Evaluation of pathologic criteria for acute renal allograft rejection: reproducibility, sensitivity, and clinical correlation.

Publication Type
Journal Article
Year of Publication
Colvin, R B; Cohen, A H; Saiontz, C; Bonsib, S; Buick, M; Burke, B; Carter, S; Cavallo, T; Haas, M; Lindblad, A; Manivel, J C; Nast, C C; Salomon, D; Weaver, C; Weiss, M
J Am Soc Nephrol
Date Published
1997 Dec
Acute Disease; Adolescent; Adult; Aged; Biopsy, Needle; Female; Graft Rejection; Humans; Inflammation; Kidney; Kidney Cortex; kidney transplantation; Kidney Tubules; Male; Middle Aged; Observer Variation; Predictive Value of Tests; Reproducibility of Results; Sensitivity and Specificity; Severity of Illness Index; Transplantation, Homologous

This study was designed to evaluate the pathologic criteria used for acute renal allograft rejection that were developed by a panel of renal pathologists participating in the Cooperative Clinical Trials in Transplantation, a National Institutes of Health-supported, multicenter research group. The panel defined three categories of acute rejection. (1) Type I: mononuclear infiltrate in > or =5% of cortex, a total of at least three tubules with tubulitis in 10 consecutive high-power fields from the most severely affected areas, and at least two of the three following features: edema, activated lymphocytes, or tubular injury. (2) Type II: arterial, or arteriolar, endothelialitis with or without the preceding features. (3) Type III: arterial fibrinoid necrosis or transmural inflammation with or without thrombosis, parenchymal necrosis, or hemorrhage.
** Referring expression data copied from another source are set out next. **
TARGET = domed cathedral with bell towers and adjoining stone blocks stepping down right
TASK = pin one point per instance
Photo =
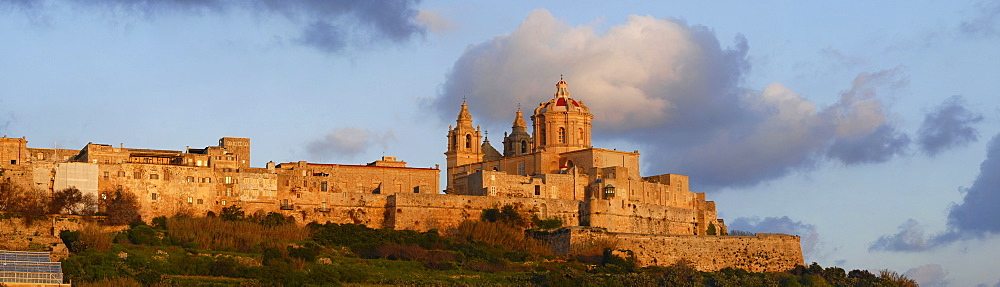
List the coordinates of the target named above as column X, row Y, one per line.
column 557, row 161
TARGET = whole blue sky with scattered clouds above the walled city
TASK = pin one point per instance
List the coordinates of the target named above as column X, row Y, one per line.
column 871, row 129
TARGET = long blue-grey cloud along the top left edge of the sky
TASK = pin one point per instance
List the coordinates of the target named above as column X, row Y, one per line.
column 328, row 26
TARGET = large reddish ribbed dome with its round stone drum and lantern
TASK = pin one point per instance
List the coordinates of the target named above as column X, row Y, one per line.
column 562, row 124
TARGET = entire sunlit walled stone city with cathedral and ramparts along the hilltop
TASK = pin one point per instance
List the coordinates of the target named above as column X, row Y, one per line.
column 552, row 171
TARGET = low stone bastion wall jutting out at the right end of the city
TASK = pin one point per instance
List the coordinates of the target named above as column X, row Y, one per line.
column 762, row 253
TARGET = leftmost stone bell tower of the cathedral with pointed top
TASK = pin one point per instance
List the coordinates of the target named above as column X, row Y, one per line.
column 463, row 143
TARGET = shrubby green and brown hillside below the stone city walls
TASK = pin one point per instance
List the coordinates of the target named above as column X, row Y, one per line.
column 503, row 248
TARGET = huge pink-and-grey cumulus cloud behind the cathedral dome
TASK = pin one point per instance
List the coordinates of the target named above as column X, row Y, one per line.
column 675, row 90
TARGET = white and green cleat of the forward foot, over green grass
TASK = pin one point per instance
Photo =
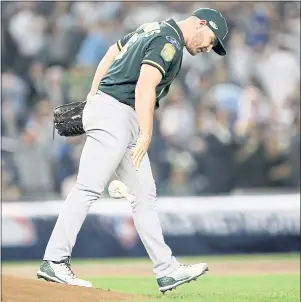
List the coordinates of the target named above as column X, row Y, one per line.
column 184, row 274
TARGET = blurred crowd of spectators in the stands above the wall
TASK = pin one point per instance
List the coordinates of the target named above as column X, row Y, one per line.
column 227, row 124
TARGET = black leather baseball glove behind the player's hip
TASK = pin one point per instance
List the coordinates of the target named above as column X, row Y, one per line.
column 67, row 119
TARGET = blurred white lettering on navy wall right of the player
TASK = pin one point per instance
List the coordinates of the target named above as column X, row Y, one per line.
column 231, row 224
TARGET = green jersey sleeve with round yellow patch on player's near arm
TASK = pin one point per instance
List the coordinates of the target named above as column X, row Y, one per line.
column 160, row 53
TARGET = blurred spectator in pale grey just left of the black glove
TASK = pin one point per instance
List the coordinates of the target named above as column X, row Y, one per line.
column 33, row 156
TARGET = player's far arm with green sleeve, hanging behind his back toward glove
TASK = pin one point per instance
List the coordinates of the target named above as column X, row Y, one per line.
column 106, row 62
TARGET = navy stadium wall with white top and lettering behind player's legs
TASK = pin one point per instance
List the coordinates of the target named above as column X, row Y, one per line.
column 191, row 226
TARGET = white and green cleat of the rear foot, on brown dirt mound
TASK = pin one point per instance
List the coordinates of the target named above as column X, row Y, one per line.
column 60, row 272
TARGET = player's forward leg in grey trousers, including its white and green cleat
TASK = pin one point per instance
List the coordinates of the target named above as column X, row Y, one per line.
column 168, row 271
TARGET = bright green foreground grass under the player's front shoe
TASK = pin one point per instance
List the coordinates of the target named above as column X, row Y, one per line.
column 264, row 288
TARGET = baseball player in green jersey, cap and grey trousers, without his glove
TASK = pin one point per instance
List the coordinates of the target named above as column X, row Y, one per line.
column 129, row 82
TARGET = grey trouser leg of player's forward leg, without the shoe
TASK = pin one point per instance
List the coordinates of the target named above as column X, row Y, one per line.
column 141, row 184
Using these criteria, and without any knowledge of the clinical course or original diagnosis, a rotating panel of three pathologists agreed with the original study pathologist's diagnosis of the presence or absence of rejection in 259 of the 286 biopsies (91%) used for this analysis (kappa = 0.80). The sensitivity to establish the diagnosis of rejection was 91% for a single core and 99% for two cores. To validate the diagnostic criteria, the thresholds for number of tubules with tubulitis and the percent infiltrate were varied, and the pathologic diagnosis was compared with the clinical course. The greatest agreement occurred with a threshold of > or =1 tubule with tubulitis and > or =5% cortex with interstitial infiltrate (91%). Clinically severe rejection episodes were correlated with the type of rejection (type I, odds ratio [OR] 6.2; type II, OR 37.9). Type II rejection was more likely to be clinically severe than type I (OR 6.1). Analysis of other individual pathologic features revealed a correlation with clinical severity for endothelialitis (OR 13.2), interstitial hemorrhage (OR 13.2), and the presence of glomerulitis (OR 3.7) (all P < 0.05). The extent of tubulitis or of the interstitial infiltrate did not correlate with severity (P > 0.05). It is concluded that these criteria are simple, reproducible, and clinically relevant. These data should lead to further refinement of the diagnostic systems for renal allograft rejection.